This past August I traveled to Venice, Italy. After having a quick look around, I shouldered my 10 kg backpack and started walking north. It took me 31 days to reach my goal: Cologne, Germany, my home.
Along the way, I had covered 45 km of distance and climbed the equivalent of 400 floors up and down again, every single day. And this was my second time doing it.
Two years ago, this trip was the other way around.
Starting at my apartment in Cologne, I went to John O´Groats at the northernmost tip of Scotland. And the year before, I circled the continental part of Denmark, both times walking all the way (though admittedly I didn´t swim the English Channel).

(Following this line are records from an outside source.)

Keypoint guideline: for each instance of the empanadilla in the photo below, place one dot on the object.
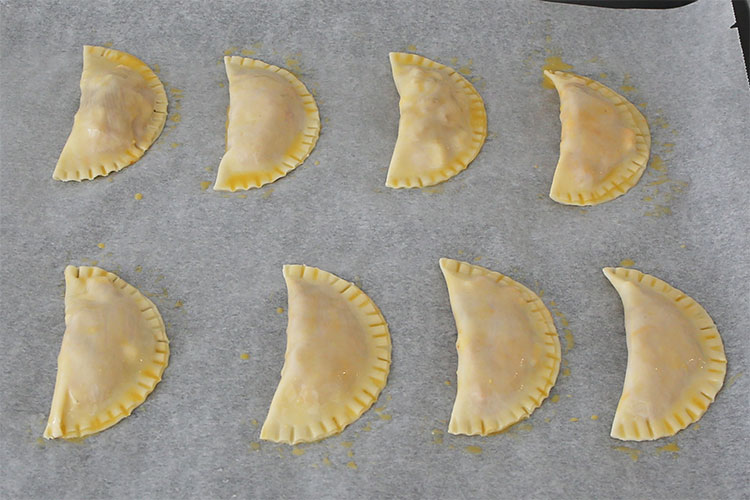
(337, 359)
(508, 349)
(113, 353)
(604, 144)
(443, 122)
(272, 124)
(122, 111)
(676, 361)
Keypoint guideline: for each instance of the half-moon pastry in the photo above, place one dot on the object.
(122, 111)
(508, 349)
(272, 124)
(337, 359)
(604, 144)
(443, 122)
(676, 361)
(113, 353)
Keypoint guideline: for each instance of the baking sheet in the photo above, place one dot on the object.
(212, 262)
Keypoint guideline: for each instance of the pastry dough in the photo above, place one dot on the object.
(122, 112)
(443, 122)
(604, 144)
(337, 359)
(508, 349)
(272, 124)
(113, 353)
(676, 361)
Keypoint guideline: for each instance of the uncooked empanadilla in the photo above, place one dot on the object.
(122, 111)
(508, 349)
(337, 359)
(113, 353)
(272, 124)
(443, 122)
(604, 143)
(676, 361)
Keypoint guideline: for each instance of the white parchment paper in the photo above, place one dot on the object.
(212, 262)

While any of these trips are sure to give you five minutes of fame at any cocktail party, that´s hardly the reason why I do it. But then, what is the reason?

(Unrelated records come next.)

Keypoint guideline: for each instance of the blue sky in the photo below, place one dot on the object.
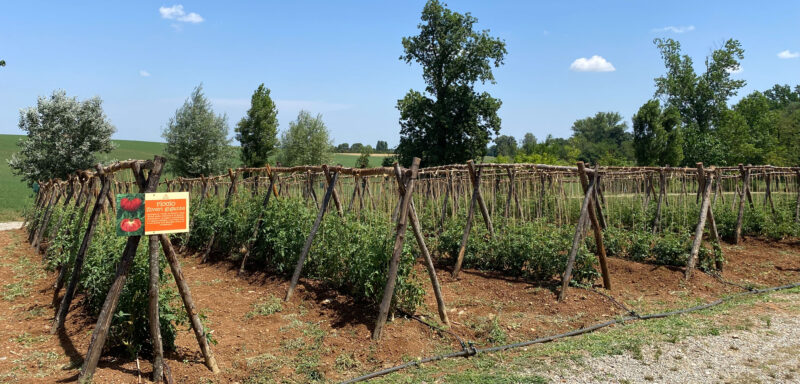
(340, 58)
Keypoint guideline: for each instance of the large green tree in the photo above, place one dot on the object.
(197, 139)
(306, 142)
(450, 122)
(63, 135)
(257, 132)
(701, 99)
(657, 137)
(604, 139)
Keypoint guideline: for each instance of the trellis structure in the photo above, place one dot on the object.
(508, 192)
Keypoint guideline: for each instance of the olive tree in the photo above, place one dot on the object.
(63, 135)
(197, 139)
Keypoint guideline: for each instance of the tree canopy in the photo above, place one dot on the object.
(450, 122)
(63, 135)
(306, 142)
(257, 132)
(197, 139)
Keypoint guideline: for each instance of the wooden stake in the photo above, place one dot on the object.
(310, 239)
(402, 224)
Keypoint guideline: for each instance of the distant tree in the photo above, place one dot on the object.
(529, 144)
(657, 137)
(63, 135)
(306, 142)
(603, 138)
(506, 146)
(701, 99)
(197, 139)
(356, 147)
(451, 122)
(257, 132)
(363, 159)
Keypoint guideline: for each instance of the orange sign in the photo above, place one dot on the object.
(166, 213)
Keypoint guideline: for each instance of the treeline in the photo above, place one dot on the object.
(687, 121)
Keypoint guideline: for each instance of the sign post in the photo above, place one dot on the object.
(166, 213)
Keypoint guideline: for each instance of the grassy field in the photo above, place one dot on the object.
(14, 195)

Well, that´s a challenging question, especially considering the nature of these adventures. They´re not designed to be nice and easy. I rather follow what you might call the lone wolf approach, walking as fast and far as possible.
I usually follow a route of my own, so I often have to walk where you are not supposed to walk, like next to motorways or through industrial areas. Along the way, I use no other means of transport and there are no days off.
As I don´t actively seek company, I usually stay alone. You may therefore not be surprised that most of my family and friends are at a loss to understand why I continue doing these types of trips.
I mean, they have a point.
I actually spent the last five years trying to decipher the underlying motives, focusing on single parts but always failing to figure out the big picture. But during my last trip, it dawned on me that it really doesn´t matter.
I don’t need a reason.
These trips are just a part of who I am, or what I could be.
I feel an extreme clarity throughout these journeys. A peace emerges from within me that seems to have slumbered inside since early childhood and is re-released only when no one else is watching. When it’s me vs. me in the great wide open.
There have been signs all throughout, my life calling me to some great adventure. Signs that were sometimes hard to notice and all too easy to be forgotten or ignored. It took a lot of courage to first concede to this peculiar longing and even more so to start actively – and visibly – exploring it.
What I got from taking that first step was more than I ever could have imagined.
These adventures in themselves aren´t fun, from a “normal” human perspective. They are much closer to torture than anything else really. But after a few days, while my body hits the limit, the mind sort of breaks free and I start to really feel, for want of a better word, at the edge.
It is pretty hard to describe this feeling. A bitter-sweet serenity, like experiencing wild happiness and deep sadness at the same time. It is not linked to specific situations, but rather floats in and out of focus, and seems to be settling on the whole journey, in my whole life.
On my first journey in Denmark, that feeling hit me unexpectedly. It was so wild and intense that it nearly hurt. My ill-adapted body really did suffer from absurd daily distances of more than 50 km and a 23 kg backpack.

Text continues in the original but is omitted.